Formatted question description: https://leetcode.ca/all/873.html
873. Length of Longest Fibonacci Subsequence
Level
Medium
Description
A sequence X_1, X_2, ..., X_n
is fibonacci-like if:
n >= 3
X_i + X_{i+1} = X_{i+2}
for alli + 2 <= n
Given a strictly increasing array A
of positive integers forming a sequence, find the length of the longest fibonacci-like subsequence of A
. If one does not exist, return 0.
(Recall that a subsequence is derived from another sequence A by deleting any number of elements (including none) from A
, without changing the order of the remaining elements. For example, [3, 5, 8]

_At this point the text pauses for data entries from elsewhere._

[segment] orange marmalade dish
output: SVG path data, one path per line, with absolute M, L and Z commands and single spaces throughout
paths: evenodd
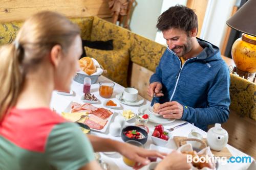
M 116 106 L 117 105 L 113 101 L 110 100 L 108 102 L 106 102 L 106 106 Z

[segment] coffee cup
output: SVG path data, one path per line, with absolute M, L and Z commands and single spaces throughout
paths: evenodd
M 188 134 L 187 137 L 189 138 L 197 139 L 199 140 L 202 140 L 203 139 L 203 136 L 202 136 L 202 135 L 199 133 L 196 132 L 196 130 L 195 129 L 192 129 L 191 130 L 191 132 Z M 202 145 L 200 142 L 196 141 L 187 141 L 187 143 L 191 143 L 191 145 L 192 145 L 192 147 L 196 148 L 200 148 L 201 145 Z
M 138 90 L 134 88 L 125 88 L 123 90 L 123 99 L 127 102 L 134 102 L 137 100 L 138 92 Z

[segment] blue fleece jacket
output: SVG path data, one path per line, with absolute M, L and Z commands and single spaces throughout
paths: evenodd
M 206 131 L 208 125 L 228 118 L 230 78 L 219 48 L 197 40 L 203 51 L 182 66 L 175 53 L 167 48 L 150 82 L 163 85 L 164 96 L 156 98 L 157 102 L 179 102 L 184 109 L 181 119 Z

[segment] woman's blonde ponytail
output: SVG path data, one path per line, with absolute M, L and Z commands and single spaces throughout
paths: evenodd
M 24 76 L 20 66 L 23 53 L 16 42 L 0 47 L 0 120 L 8 108 L 15 105 L 23 87 Z

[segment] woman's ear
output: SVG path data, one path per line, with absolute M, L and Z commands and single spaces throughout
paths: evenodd
M 61 46 L 60 45 L 55 45 L 52 48 L 50 53 L 50 60 L 53 66 L 56 67 L 61 60 Z

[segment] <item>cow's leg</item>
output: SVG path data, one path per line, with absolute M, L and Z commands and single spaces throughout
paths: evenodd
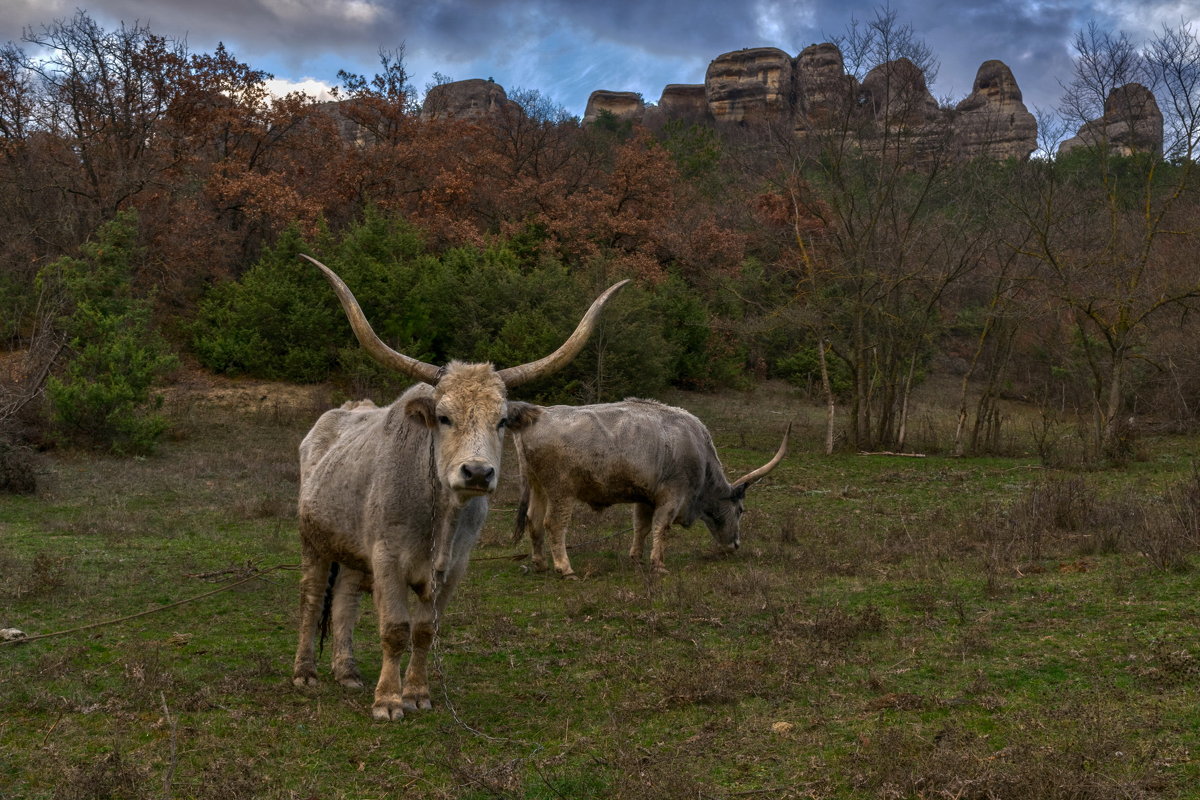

is a subsequence of [3, 4, 5, 6, 7, 8]
.)
Example 1:
Input: [1,2,3,4,5,6,7,8]
Output: 5
Explanation:
The longest subsequence that is fibonacci-like: [1,2,3,5,8].
Example 2:
Input: [1,3,7,11,12,14,18]
Output: 3
Explanation:
The longest subsequence that is fibonacci-like: [1,11,12], [3,11,14] or [7,11,18].
Note:
3 <= A.length <= 1000
1 <= A[0] < A[1] < ... < A[A.length - 1] <= 10^9
- (The time limit has been reduced by 50% for submissions in Java, C, and C++.)
Solution
Use a set to store all the numbers in array A
. For each indices pair (i, j)
where i < j
, try to generate a fibonacci-like subsequence of A
, where all the numbers from the third number to the end are determined by the sum of the two previous numbers. A fibonacci-like subsequence ends until a number is not in the set. If the subsequence has length greater than or equal to 3, update the longest length. Finally, return the longest length.
class Solution {
public int lenLongestFibSubseq(int[] A) {
int length = A.length;
Set<Integer> set = new HashSet<Integer>();
for (int i = 0; i < length; i++)
set.add(A[i]);
int longestLength = 0;
int end1 = length - 2, end2 = length - 1;
for (int i = 0; i < end1; i++) {
for (int j = i + 1; j < end2; j++) {
int num1 = A[i];
int num2 = A[j];
int curLength = 2;
while (set.contains(num1 + num2)) {
int num3 = num1 + num2;
curLength++;
num1 = num2;
num2 = num3;
}
if (curLength >= 3)
longestLength = Math.max(longestLength, curLength);
}
}
return longestLength;
}
}